Nous devons donc reconnaître que la Révolution a débuté lorsque Fidel… Raul, le Che, Haydée, Camilo, et les révolutionnaires cubains ont emprunté les sentiers et les traces profondes d’une lutte historique.
Suivre ces traces signifiait et signifie encore, à n’importe quelle époque, être honnêtes, transparents et toujours dire la vérité, comme l’a déclaré le Libertador :
«Heureux celui qui en traversant les écueils de la guerre, de la politique et des malheurs publics, préserve son honneur intact».
Il y a cinquante ans, depuis ce même endroit, inspiré par la pensée du Libertador, Fidel déclarait:
«Je pense que c’est un moment décisif de notre histoire: la tyrannie a été vaincue. La liesse est immense. Il reste pourtant beaucoup à faire. Ne nous leurrons pas en pensant que tout sera désormais plus facile. Il se peut que tout soit dorénavant plus difficile.
«Dire la vérité est le premier devoir de tout révolutionnaire, ajoutait Fidel. Induire le peuple en erreur, le séduire par des illusions trompeuses entraînera toujours les pires conséquences, et j’estime qu’il faut mettre le peuple en garde contre l’excès d’optimisme.

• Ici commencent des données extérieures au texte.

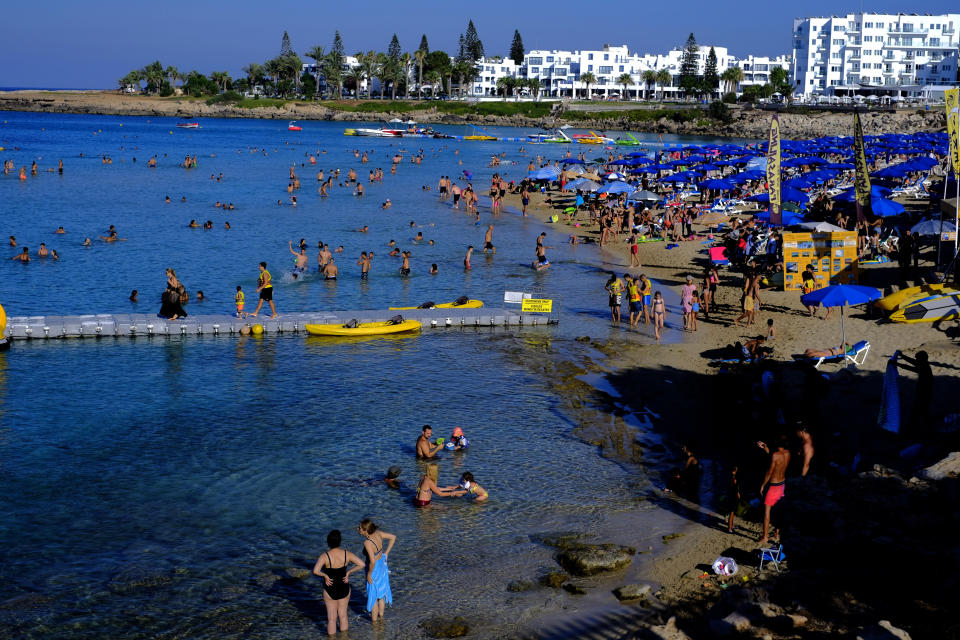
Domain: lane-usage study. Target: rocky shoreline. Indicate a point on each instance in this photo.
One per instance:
(744, 122)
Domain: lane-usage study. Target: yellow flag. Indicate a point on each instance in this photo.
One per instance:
(952, 97)
(773, 172)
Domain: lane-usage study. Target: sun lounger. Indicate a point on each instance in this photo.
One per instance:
(856, 354)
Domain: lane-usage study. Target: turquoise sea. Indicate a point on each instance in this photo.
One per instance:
(179, 487)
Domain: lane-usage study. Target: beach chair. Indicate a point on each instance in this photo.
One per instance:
(773, 555)
(856, 354)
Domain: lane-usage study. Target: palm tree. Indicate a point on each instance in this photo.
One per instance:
(419, 57)
(732, 77)
(316, 54)
(534, 84)
(649, 78)
(624, 81)
(663, 79)
(588, 79)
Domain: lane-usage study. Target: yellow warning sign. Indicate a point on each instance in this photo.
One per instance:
(536, 305)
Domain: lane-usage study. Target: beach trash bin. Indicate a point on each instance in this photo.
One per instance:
(724, 566)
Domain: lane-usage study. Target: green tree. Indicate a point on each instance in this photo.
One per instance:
(732, 78)
(474, 47)
(780, 80)
(689, 67)
(625, 80)
(664, 79)
(516, 48)
(710, 77)
(587, 79)
(419, 57)
(316, 54)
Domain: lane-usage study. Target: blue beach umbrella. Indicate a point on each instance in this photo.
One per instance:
(840, 295)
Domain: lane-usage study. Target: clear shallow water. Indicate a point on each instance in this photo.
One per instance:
(162, 488)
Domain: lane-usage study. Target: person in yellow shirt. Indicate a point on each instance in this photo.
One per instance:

«Comment l’Armée rebelle a-t-elle gagné la guerre? En disant la vérité. Comment la tyrannie a-t-elle perdu la guerre? En trompant ses soldats.
(…) «C’est pourquoi j’aimerais commencer –ou plutôt poursuivre– sans renoncer à ce même principe: celui de toujours dire la vérité au peuple», signalait Fidel ici même il y a cinquante ans.
Ce flambeau éthique, ainsi que le plus grand dévouement aux aspirations légitimes du peuple cubain et du peuple latino-américain, permirent à cette Révolution de garder toute son actualité avec fierté, avec dignité, dans la défense des biens les plus précieux auxquels peut aspirer un peuple: la liberté et la souveraineté.
Ce peuple merveilleux, le peuple cubain, peuple héroïque, a montré au monde que la Révolution a un destin. Que la Révolution est un processus de l’esprit forgé par la volonté humaine, et qu’une fois en marche aucun pouvoir ne peut l’arrêter, aussi puissant qu’il se croit.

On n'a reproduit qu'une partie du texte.